A Medida Provisória (MP) 975, por exemplo, prevê um fundo garantidor que o governo turbinou com R$ 20 bilhões. O governo também fez uma alteração no Fundo Garantidor de Operações (FGO) do Programa Nacional de Apoio às Microempresas e Empresas de Pequeno Porte (Pronampe) ampliando a garantia do empréstimo com recursos do FGO de 85% para 100%.

Além disso, na terça-feira (23) o Banco Central anunciou medidas com potencial de destravar R$ 270 bilhões em crédito, segundo a instituição. Entre elas, o uso de imóvel já financiado para fazer novo empréstimo.

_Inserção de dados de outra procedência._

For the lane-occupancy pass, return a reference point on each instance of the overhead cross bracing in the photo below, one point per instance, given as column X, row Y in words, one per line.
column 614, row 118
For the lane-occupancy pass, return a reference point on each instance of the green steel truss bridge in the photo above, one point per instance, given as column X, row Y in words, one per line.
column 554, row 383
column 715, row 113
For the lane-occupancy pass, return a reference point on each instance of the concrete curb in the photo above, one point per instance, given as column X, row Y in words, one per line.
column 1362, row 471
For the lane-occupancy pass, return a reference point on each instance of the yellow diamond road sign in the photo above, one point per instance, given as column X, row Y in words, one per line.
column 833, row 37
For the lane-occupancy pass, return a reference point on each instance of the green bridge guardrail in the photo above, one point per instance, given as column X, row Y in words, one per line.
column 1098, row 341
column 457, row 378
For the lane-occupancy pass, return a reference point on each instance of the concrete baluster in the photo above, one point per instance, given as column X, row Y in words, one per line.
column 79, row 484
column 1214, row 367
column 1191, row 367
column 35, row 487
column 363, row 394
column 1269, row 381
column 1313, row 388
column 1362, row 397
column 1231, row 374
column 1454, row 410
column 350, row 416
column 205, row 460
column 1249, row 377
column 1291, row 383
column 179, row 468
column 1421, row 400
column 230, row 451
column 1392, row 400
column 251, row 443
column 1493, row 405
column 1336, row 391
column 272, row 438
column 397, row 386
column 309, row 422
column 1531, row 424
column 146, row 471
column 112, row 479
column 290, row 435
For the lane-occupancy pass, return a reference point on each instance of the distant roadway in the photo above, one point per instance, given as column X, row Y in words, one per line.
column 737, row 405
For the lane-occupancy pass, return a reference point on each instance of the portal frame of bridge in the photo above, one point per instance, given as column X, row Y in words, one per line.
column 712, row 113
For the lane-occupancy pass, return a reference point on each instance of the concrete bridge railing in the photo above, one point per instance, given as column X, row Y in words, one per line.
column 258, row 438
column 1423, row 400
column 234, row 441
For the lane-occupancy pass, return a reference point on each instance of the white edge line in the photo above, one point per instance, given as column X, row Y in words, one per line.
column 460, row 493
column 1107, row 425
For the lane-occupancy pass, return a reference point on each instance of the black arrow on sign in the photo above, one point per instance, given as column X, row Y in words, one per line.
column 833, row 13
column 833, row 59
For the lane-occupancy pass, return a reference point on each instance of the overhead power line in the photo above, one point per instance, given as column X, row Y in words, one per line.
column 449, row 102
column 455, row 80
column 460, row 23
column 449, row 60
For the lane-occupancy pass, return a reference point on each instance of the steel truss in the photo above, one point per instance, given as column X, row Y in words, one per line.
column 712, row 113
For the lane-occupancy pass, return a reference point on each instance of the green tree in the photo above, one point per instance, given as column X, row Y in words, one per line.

Outra medida consiste em liberar valores dos depósitos compulsórios para os bancos, desde que eles tenham feito empréstimos de capital de giro para empresas com até R$ 50 milhões anuais de faturamento. Os depósitos compulsórios são um mínimo de dinheiro dos bancos que tem que ficar retido no Banco Central para dar segurança ao sistema financeiro. As instituições que fizerem empréstimos a pequenos negócios poderão deduzir esses valores dos depósitos no Banco Central.

Se as ações serão efetivas, ainda que tardias, dependerá dos bancos. Por mais que o governo dê garantias e incentivos, são eles os intermediários e quem, em última instância, tomam a decisão sobre liberar ou não os recursos.

Augusto Vasconcelos, presidente licenciado do Sindicato dos Bancários da Bahia, afirma que as instituições têm endurecido muito as exigências. “Existe muita burocracia nessa questão. Exigem que [a empresa] esteja regular em tudo, não tenha dívidas. Em um momento de pandemia, essas exigências deveriam ser flexibilizadas”, defende.

A líder do PCdoB na Câmara dos Deputados, Perpétua Almeida (AC), também critica a burocracia e afirma que o governo deveria cobrar dos bancos. “O governo de fato não está colocando o dinheiro à disposição e a burocracia tem sido muito grande para as empresas terem acesso aos recursos. Para mim, há uma ineficiência total do governo na relação com os bancos, do Ministério da Economia. O que os bancos estão fazendo com esses recursos, estão aplicando?”, questiona.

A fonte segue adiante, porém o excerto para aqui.